На Гавайских островах, в Гонолулу, я шел от своего отеля к морю и впереди увидел голого по пояс стройного парня в джинсах, босого, с кудрявыми, длинно отросшими волосами. Он вдруг остановился возле мусорной урны, опустился на колени и запустил туда руки. Выудив из урны банку из-под кока-колы, помотал ею, прислушиваясь, не осталось ли чего там внутри, потом запрокинул голову и выпил остатки…

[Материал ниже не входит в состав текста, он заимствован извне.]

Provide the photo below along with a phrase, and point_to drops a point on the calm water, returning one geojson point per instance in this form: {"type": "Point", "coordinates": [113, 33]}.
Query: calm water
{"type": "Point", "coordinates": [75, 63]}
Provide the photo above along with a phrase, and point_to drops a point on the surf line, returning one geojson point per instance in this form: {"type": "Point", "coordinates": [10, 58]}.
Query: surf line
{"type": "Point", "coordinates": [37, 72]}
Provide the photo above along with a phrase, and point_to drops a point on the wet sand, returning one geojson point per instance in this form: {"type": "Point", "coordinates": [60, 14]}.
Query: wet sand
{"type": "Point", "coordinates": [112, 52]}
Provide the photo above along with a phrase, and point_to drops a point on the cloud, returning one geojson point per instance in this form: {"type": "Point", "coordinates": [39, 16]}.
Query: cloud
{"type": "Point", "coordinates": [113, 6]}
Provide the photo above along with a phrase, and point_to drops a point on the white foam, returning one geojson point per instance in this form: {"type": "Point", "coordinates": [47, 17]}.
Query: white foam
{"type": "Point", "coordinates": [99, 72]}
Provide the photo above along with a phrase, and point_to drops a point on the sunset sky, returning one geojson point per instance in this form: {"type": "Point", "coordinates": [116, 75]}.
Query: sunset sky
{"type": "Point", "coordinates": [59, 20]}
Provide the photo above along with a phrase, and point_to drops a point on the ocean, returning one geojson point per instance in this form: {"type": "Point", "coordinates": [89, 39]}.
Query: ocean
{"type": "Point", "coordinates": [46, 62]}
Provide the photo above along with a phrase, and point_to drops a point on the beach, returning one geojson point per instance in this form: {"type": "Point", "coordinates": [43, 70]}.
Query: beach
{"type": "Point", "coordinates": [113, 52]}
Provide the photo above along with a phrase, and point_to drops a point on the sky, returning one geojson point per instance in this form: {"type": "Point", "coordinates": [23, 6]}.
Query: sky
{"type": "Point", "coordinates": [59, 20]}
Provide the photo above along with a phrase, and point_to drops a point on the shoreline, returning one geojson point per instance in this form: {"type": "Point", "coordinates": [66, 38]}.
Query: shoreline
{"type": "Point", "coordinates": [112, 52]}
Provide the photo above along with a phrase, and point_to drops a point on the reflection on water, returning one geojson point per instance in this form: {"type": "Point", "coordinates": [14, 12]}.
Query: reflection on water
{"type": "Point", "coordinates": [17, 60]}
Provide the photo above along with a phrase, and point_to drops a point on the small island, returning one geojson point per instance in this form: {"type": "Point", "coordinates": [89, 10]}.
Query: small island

Это был также я. И его превосходительство господин президент Португалии, и сказочного роста, стройная, как бригантина, пышноволосая дочь самого богатого человека Америки, за банкетный стол которой я был приглашен и сидел напротив хозяйки, между двумя лауреатами Нобелевской премии — Бродским и Милошем… И когда на парижском бульваре у «Мулен Руж» я жестами и мимикой, словно глухонемой, пытался побеседовать с проституткой, которая оказалась гомосексуалистом, одетым в женское платье, — во всех случаях, не вступая ни в какие разговоры, лишь обменявшись взглядами или улыбками, я в других, совершенно неизвестных мне и космически удаленных по земному бытию людях почему-то уверенно угадывал самого себя.

Каждый человек — это все люди. У каждого есть две судьбы. Одна та, что принадлежит его малому Я и заключается в даты рождения-смерти. Другая связана с судьбой человеческого рода и потому содержит в себе все отпущенное человеческой истории время.

Также исподволь мне стало понятным, что после открытия двузначности жизни и судьбы человеку больше незачем устремляться на другой край Земли, чтобы удостовериться в том. Но для того, чтобы прийти к этому, мне обязательно надо было сначала пройти земные пути.

И когда стало ясно, что уже нет у меня мучительного любопытства к людям иных культур, стран, наций и рас, религиозных убеждений, цивилизаций, когда во всех встречных на путях земных я узнавал себя, а каждого ощутил в себе, то уже не захотелось мне больше разъезжать по миру.

Мне вспомнились слова, приписываемые древнему китайскому мудрецу, которые звучат примерно так: «Век живи в своей деревне, слушай крик петухов из соседней деревни — и никогда не ходи туда в гости». И мне действительно хочется забраться куда-нибудь в деревню и жить так, как советовал древний китаец. Может, я постарел, поэтому не привлекают меня экзотика, развлечения, роскошь и удовольствия мира, а может быть, удовлетворив свое самое сильное, мучительное, страстное любопытство в том, что такое я и что такое остальные люди, я успокоился и больше не желаю суетливо перемещаться по миру. Мне хорошо сейчас там, где я нахожусь, и мне дорог покой, которого я достиг.